German-born Canadian composer (born 1968)

Michael Oesterle (born 1968) is a German-born Canadian composer currently living in Deux-Montagnes, Quebec, Canada. His compositions have been performed by classical ensembles throughout Canada and internationally.

==Early life and education==
Oesterle was born in Germany. He immigrated to Vancouver British Columbia as a teenager. He attended the University of British Columbia where he studied composition, and later earned a master's degree from Princeton University.

==Career==
Oesterle has created a large variety of compositions. In 1997, with pianist Marc Couroux, he founded the Ensemble KORE in Montreal. He was commissioned by the Berlin Rundfunk Sinfonie Orchester to create music for the Berliner Musik Biennale 1999. He was composer-in-residence of the Orchestre Métropolitain du Grand Montréal from 2001 to 2004.
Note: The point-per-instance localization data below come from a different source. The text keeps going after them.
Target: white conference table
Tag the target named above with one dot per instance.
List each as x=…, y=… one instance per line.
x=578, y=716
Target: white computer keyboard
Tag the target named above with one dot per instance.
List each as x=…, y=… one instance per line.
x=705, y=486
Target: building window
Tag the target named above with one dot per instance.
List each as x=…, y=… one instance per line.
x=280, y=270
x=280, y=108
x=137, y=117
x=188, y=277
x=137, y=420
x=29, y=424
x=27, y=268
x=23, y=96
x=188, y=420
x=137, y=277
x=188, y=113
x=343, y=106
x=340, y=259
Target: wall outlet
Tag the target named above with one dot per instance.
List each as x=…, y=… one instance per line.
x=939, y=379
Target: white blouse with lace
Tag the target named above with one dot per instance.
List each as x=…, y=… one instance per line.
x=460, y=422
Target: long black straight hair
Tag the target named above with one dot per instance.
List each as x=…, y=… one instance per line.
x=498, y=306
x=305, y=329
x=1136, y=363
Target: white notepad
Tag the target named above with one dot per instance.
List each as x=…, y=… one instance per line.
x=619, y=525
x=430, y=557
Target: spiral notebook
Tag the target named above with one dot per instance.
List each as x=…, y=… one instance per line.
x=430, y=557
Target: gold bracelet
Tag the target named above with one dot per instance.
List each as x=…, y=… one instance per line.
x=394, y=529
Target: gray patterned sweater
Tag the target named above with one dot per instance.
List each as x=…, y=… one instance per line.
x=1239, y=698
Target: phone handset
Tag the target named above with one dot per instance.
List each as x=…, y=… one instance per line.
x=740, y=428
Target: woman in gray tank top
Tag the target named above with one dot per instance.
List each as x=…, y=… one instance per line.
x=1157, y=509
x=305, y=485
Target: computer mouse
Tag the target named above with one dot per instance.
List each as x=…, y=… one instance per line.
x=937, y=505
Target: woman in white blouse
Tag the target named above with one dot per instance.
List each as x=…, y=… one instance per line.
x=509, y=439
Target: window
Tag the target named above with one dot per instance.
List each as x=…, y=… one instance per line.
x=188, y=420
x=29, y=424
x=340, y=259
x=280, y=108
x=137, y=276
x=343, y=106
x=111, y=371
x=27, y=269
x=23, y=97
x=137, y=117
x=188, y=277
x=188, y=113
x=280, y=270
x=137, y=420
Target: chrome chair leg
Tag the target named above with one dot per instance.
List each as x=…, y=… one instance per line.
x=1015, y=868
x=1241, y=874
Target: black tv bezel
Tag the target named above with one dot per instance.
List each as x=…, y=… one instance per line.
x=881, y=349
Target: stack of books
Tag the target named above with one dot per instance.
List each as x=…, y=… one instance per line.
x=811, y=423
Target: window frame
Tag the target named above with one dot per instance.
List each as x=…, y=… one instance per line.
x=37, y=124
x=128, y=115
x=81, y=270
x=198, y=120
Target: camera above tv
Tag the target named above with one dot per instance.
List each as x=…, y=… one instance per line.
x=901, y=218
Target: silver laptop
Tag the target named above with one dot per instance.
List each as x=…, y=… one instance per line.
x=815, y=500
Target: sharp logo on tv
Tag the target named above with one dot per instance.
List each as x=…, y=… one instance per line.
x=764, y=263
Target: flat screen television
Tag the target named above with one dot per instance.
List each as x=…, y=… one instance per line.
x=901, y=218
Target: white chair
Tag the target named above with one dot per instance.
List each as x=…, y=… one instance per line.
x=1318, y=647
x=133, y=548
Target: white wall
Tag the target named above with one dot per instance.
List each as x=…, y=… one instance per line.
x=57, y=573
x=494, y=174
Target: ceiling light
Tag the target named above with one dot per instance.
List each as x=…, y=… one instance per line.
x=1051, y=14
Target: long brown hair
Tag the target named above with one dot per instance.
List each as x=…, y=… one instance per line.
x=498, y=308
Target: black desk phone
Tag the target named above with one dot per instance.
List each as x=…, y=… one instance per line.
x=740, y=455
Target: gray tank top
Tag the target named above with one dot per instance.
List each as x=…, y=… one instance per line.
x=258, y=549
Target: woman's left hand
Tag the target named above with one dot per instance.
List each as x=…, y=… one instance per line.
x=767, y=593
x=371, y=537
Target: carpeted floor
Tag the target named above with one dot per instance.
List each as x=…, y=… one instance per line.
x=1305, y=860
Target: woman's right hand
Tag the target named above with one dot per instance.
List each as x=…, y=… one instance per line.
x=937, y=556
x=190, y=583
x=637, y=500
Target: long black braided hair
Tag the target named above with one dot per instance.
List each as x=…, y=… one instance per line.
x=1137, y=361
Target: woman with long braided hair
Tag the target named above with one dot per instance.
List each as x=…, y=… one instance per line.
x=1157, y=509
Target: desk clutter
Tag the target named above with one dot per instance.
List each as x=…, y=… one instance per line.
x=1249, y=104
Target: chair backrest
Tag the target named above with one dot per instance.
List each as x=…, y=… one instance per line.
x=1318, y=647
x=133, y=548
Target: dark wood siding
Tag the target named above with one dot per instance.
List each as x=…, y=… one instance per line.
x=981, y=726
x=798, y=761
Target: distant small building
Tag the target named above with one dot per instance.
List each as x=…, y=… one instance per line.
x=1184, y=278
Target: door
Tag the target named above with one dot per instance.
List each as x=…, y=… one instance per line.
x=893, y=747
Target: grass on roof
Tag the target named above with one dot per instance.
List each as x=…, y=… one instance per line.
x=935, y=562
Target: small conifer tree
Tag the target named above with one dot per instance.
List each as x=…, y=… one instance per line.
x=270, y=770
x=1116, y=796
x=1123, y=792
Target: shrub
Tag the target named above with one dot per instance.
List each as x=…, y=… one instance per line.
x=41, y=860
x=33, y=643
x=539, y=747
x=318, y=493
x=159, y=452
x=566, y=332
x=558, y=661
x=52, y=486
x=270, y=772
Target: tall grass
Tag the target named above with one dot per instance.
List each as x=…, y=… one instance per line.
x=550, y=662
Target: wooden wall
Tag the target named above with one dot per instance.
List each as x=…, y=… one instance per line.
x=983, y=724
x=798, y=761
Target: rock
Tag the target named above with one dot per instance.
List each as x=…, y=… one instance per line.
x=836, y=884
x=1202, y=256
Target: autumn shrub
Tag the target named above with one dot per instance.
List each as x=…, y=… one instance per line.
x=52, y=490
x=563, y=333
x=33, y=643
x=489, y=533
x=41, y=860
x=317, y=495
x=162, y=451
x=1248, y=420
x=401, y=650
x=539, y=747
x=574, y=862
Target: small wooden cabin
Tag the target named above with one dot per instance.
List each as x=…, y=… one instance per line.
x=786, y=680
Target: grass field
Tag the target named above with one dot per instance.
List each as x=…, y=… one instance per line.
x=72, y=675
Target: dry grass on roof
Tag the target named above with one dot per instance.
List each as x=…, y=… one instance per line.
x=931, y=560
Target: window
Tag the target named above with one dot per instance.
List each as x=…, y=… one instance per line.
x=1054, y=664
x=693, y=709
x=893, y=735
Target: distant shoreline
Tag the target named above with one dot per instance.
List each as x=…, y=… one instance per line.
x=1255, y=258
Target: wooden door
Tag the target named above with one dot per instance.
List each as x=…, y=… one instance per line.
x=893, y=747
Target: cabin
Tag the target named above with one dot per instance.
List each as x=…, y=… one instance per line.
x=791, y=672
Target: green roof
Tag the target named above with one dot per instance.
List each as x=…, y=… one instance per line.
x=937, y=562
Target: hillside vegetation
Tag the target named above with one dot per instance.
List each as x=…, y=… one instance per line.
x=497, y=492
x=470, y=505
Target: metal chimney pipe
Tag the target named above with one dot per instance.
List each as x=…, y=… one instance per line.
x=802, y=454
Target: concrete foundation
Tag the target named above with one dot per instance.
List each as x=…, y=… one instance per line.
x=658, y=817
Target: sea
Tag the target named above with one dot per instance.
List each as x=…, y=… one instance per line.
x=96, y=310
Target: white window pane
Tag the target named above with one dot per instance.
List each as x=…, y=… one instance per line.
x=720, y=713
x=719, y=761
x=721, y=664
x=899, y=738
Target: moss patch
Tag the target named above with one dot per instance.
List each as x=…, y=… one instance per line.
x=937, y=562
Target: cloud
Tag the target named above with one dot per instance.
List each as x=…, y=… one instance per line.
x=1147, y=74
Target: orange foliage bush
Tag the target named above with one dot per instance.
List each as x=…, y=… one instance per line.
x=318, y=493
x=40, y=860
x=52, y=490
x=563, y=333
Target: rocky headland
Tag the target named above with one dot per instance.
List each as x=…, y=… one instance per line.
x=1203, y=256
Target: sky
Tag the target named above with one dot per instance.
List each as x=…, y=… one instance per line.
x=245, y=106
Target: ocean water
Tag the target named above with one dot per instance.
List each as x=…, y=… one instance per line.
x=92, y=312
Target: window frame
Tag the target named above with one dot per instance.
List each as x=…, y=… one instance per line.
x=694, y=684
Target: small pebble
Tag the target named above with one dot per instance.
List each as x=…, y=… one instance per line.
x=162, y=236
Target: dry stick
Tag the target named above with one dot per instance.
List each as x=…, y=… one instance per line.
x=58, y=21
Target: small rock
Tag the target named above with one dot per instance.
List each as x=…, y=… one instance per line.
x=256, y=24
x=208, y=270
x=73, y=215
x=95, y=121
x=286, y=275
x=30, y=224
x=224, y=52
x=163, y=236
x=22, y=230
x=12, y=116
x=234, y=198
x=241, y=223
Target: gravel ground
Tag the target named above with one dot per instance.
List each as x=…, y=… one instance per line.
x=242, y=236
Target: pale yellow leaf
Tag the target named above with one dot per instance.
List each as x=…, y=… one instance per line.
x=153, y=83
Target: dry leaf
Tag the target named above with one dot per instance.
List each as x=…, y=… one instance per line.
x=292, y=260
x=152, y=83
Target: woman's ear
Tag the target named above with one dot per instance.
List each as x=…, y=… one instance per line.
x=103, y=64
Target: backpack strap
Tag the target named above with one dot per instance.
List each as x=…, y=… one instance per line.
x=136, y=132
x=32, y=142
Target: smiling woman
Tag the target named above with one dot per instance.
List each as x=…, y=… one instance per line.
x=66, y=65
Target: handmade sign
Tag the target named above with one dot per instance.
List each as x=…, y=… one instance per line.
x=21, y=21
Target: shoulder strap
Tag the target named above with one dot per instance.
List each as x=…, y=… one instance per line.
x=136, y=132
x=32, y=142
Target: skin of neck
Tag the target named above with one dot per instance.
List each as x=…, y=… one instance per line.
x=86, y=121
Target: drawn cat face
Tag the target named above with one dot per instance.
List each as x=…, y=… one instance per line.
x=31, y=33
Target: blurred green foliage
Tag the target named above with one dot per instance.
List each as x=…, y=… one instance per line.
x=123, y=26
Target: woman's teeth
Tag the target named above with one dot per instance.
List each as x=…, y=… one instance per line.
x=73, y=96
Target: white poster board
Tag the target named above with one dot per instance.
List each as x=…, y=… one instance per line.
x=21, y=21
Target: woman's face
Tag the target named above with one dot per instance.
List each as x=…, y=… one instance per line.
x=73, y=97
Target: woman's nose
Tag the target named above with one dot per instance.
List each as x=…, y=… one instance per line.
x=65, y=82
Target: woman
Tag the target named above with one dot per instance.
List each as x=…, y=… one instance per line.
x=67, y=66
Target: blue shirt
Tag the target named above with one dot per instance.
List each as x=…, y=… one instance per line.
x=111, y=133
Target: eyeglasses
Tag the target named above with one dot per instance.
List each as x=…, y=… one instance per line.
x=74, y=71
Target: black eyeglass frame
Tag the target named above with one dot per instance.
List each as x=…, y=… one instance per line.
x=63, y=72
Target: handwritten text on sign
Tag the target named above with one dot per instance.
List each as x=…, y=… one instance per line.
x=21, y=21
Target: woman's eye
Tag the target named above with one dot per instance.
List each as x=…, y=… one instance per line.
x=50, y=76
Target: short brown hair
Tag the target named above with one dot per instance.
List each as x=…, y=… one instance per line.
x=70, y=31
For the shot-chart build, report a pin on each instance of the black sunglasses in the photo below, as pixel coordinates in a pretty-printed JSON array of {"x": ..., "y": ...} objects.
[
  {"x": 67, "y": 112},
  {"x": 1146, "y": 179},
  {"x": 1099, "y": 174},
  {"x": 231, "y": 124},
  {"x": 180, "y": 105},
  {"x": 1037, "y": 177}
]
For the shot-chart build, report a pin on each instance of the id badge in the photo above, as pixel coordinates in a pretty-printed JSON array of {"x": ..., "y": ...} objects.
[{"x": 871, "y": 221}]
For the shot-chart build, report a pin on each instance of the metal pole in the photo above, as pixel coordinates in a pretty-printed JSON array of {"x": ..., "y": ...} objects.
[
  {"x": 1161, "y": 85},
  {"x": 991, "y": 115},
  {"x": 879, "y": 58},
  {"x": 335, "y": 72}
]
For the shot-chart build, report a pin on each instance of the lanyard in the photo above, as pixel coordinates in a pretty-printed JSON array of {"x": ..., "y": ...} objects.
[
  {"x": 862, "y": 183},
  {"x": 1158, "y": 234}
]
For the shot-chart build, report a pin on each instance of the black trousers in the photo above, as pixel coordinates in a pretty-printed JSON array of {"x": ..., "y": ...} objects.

In 2014 Oesterle composed a symphony, New World. Its fourth movement, "Home", was performed by the Madison Symphony Orchestra in 2018. His work "Centennials" was included on the Gryphon Trio's 2015 album Elements Eternal.

His work "Entr’actes" was performed by the Victoria Symphony as part of its 2016 cross-Canada tour. That year Oesterle lectured at the Conservatoire in Birmingham, United Kingdom, where his work "California" was performed by the Thallein Ensemble.